Modernizing California’s Electric Grid With DERs Focus of New Proceeding

A new rulemaking launched by the California Public Utilities Commission (CPUC) in late June will allow regulators to take a closer look at modernizing the electric grid in anticipation of a wave of distributed energy resources (DERs). The Commission’s goal is to develop a framework that will improve the integration of DERs into the California grid, including solar, storage and electric vehicle charging.

At present, unreliability of the grid can be traced to wildfires and, in some cases, the lack of generation due to the state’s forced transition from fossil fuel generation under the state’s decarbonization effort. The expansion of the DER sector, while posing problems for distribution planning and demand management, also offers opportunities for large and industrial end users, providing more flexibility while increasing resiliency and reliability.

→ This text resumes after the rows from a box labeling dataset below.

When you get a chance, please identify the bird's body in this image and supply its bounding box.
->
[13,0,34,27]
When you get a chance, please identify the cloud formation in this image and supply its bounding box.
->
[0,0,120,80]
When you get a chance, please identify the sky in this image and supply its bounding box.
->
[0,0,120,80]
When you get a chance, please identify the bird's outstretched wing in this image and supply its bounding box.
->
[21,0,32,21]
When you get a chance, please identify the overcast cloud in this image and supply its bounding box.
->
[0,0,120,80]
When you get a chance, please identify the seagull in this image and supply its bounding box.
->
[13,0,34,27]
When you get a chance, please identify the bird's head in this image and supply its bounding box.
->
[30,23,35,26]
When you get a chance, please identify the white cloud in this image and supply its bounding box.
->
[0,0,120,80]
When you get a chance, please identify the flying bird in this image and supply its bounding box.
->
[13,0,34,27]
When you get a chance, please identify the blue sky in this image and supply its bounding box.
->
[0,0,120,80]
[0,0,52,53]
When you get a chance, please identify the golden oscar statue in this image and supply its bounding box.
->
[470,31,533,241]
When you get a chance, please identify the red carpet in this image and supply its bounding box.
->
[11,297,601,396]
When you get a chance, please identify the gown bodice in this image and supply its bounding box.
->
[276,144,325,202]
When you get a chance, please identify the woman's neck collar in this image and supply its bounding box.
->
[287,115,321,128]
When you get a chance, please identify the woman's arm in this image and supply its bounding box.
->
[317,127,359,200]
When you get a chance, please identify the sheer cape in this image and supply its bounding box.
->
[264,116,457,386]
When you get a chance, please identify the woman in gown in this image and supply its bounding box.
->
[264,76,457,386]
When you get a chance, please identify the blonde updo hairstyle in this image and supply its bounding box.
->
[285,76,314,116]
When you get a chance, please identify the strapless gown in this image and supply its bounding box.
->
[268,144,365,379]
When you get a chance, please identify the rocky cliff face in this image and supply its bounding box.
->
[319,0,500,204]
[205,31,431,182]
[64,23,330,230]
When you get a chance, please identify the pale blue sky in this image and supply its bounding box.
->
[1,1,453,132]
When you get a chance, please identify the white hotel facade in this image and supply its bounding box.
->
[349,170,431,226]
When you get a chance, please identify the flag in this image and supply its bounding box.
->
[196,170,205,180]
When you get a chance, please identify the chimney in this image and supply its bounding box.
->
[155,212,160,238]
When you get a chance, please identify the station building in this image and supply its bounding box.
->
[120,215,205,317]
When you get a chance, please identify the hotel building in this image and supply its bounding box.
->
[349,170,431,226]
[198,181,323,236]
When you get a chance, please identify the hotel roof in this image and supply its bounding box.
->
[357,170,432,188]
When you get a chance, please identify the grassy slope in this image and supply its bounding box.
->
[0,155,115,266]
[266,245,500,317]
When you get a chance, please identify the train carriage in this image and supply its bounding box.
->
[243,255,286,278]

DERs could also play a valuable role in local reliability. Mostly seen as a way to reduce load, DERs may present an opportunity to provide supply from behind the meter. DERs are anticipated to reach a total installed capacity of 387 GW by 2025, according to research cited by the CPUC.

For industrials, improvements in local reliability will be a major draw. Currently, electric utilities rely heavily on demand response, where large customers are paid to reduce their energy usage during times of short supply and may require facilities to shut down or curtail production in order to reduce energy use.

But an increase in DERs comes with a price. It will cut into utility service to customers with the usual impacts on electric rates and utility ratepayers. As more businesses, and possibly wealthier residential ratepayers, invest in DERs, regulators will need to figure out who is going to pay for the system that is left behind. Reallocation of those costs to protect low-income ratepayers is expected to be a major issue in the proceeding.